Configuration Guide
Configuration Hierarchy
Precedence from highest to lowest:
- CLI flags (
--count,--media,--html,--output) - Environment variables (
CAPCAT_*) Config/capcat.yml- per-vault overridesConfig/Global-settings.yaml- global defaults- Source YAML defaults
Global Settings
Config/Global-settings.yaml (regenerate with capcat settings --force):
# ─── PDF Downloads ──────────────────────────────────────
pdf:
max_pdf_size_bytes: 31457280 # 30MB
max_pdf_per_article: 10
# ─── Media Downloads ─────────────────────────────────────
media:
download_pdfs: false
download_images: true
download_videos: false
download_audio: false
download_documents: false
# ─── Network ────────────────────────────────────────────
network:
connect_timeout: 10
read_timeout: 30
media_download_timeout: 60
head_request_timeout: 10
max_retries: 3
retry_delay: 1.0
crawl_delay: 1.0 # seconds between requests to same domain
robots_cache_ttl_minutes: 15
user_agent: "Capcat/2.0 (Personal news archiver)"
pool_connections: 20
pool_maxsize: 20
# ─── Processing ─────────────────────────────────────────
processing:
article_count: 30 # global fallback per source
max_workers: 8
conversion_timeout: 30
max_images: 20
max_images_media_mode: 1000
min_image_dimensions: 150 # pixels, skip smaller images
max_image_size_bytes: 5242880 # 5MB
max_filename_length: 100
create_comments_file: true
remove_style_tags: true
remove_nav_tags: true
markdown_line_breaks: true
# ─── UI ─────────────────────────────────────────────────
ui:
progress_spinner_style: dots # dots, wave, loading, pulse, bounce, modern
# ─── Logging ────────────────────────────────────────────
logging:
console_level: INFO # DEBUG, INFO, WARNING, ERROR
file_level: DEBUG
max_log_file_size: 10485760 # 10MB
log_file_backup_count: 5
auto_create_log_dir: true
Environment Variables
| Variable | Config key |
|---|---|
CAPCAT_POOL_CONNECTIONS |
network.pool_connections |
CAPCAT_POOL_MAXSIZE |
network.pool_maxsize |
CAPCAT_PDF_MAX_SIZE |
pdf.max_pdf_size_bytes |
CAPCAT_PDF_MAX_PER_ARTICLE |
pdf.max_pdf_per_article |
Per-Source Config (YAML sources)
Each config-driven source YAML supports:
display_name: "Example News"
base_url: "https://example.com/"
category: tech
rate_limit: 1.0
article_selectors:
- ".headline a"
content_selectors:
- "article .body"
image_processing:
max_image_size_mb: 5 # skip images larger than 5MB
media:
download_pdfs: false
max_pdf_size_mb: 10
image_processing.max_image_size_mb overrides the global processing.max_image_size_bytes for that source.

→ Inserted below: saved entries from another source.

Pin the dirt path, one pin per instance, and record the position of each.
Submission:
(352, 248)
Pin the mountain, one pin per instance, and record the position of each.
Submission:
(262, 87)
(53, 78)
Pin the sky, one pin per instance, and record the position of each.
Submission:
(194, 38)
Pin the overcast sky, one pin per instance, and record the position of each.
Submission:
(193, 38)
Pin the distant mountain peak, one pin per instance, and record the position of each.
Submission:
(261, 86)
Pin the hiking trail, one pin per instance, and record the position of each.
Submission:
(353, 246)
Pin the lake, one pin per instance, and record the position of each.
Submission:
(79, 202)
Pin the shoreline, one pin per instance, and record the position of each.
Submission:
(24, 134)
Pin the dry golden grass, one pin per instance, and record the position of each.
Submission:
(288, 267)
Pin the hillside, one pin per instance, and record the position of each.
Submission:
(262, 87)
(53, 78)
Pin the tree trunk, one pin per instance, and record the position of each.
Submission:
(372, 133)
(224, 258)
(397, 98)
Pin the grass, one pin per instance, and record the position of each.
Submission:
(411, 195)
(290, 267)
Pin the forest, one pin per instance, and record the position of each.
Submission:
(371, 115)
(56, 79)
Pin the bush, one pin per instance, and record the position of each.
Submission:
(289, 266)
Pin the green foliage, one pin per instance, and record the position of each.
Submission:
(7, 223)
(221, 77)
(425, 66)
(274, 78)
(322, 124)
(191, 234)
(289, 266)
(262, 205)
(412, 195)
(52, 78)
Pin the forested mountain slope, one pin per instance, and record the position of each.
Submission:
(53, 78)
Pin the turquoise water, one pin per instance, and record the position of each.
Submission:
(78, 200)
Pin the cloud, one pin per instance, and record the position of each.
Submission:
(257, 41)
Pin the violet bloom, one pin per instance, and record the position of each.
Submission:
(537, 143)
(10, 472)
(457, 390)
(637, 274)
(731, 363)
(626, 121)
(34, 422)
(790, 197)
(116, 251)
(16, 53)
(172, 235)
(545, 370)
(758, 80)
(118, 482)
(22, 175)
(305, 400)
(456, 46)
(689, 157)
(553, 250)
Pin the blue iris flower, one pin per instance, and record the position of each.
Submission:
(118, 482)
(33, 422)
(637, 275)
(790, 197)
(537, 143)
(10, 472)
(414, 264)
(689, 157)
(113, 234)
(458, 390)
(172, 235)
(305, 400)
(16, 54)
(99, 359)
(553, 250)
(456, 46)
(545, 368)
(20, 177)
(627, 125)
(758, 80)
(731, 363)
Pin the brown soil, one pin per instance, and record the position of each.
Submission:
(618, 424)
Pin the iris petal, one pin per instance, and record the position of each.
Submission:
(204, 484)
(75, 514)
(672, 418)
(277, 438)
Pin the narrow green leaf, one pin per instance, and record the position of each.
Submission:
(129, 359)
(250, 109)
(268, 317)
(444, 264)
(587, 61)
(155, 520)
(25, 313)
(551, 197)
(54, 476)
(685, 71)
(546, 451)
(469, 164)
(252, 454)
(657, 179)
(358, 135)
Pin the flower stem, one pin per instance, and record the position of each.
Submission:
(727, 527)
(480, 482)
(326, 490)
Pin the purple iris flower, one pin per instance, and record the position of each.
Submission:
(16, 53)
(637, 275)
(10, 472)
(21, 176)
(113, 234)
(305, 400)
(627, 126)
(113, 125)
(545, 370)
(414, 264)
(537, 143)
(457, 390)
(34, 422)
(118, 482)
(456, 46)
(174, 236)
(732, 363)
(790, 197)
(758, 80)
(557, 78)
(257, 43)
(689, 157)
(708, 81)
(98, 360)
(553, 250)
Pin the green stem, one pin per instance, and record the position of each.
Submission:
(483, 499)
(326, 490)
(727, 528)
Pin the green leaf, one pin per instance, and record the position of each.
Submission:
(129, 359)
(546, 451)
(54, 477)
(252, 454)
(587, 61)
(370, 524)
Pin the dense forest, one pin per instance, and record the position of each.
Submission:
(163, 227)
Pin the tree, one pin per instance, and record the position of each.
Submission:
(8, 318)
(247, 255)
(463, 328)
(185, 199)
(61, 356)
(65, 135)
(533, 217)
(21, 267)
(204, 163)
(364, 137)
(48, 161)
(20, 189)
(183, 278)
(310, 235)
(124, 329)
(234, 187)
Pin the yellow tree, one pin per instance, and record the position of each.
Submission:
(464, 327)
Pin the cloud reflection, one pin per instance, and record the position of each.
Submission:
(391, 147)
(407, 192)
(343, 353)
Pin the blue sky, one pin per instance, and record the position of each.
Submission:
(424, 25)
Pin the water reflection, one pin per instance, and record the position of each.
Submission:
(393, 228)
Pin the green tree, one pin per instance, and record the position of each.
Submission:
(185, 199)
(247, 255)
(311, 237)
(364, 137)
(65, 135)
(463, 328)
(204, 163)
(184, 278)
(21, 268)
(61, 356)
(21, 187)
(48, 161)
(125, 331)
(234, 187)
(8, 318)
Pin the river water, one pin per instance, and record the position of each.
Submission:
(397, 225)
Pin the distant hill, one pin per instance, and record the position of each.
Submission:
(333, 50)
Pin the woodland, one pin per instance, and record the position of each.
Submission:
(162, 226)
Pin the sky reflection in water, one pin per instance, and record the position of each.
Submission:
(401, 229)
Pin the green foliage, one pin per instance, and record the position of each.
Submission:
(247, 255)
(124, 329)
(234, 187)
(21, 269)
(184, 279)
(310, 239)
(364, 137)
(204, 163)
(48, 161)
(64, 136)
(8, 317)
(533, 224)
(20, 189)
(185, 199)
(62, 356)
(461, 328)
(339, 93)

media.download_pdfs and media.max_pdf_size_mb override the global PDF settings for that source.
Media Flags
download_files (images) and download_pdfs are independent:
| CLI flag | Effect |
|---|---|
--media |
Sets both download_files=True and download_pdfs=True |
--pdfs |
Download PDF files only (independent of --media) |
--no-pdfs |
Explicitly disable PDF downloads for this run |
--html |
Generate HTML output only (no media download) |
TUI PDF prompt:
- “Yes” →
download_pdfs=True - “No” →
download_pdfs=False - “Source defaults” → per-source
media.download_pdfsapplies
Output Directory
Default: current working directory. Override with --output DIR.
Structure created automatically:
News/<source>/ ← capcat fetch
Capcats/ ← capcat single
.capcat/ ← internal state, do not edit
Config/ ← user configuration
Initialisation
capcat init creates Config/ with default Global-settings.yaml and empty sources/active/ directories. Run automatically on first use of any command.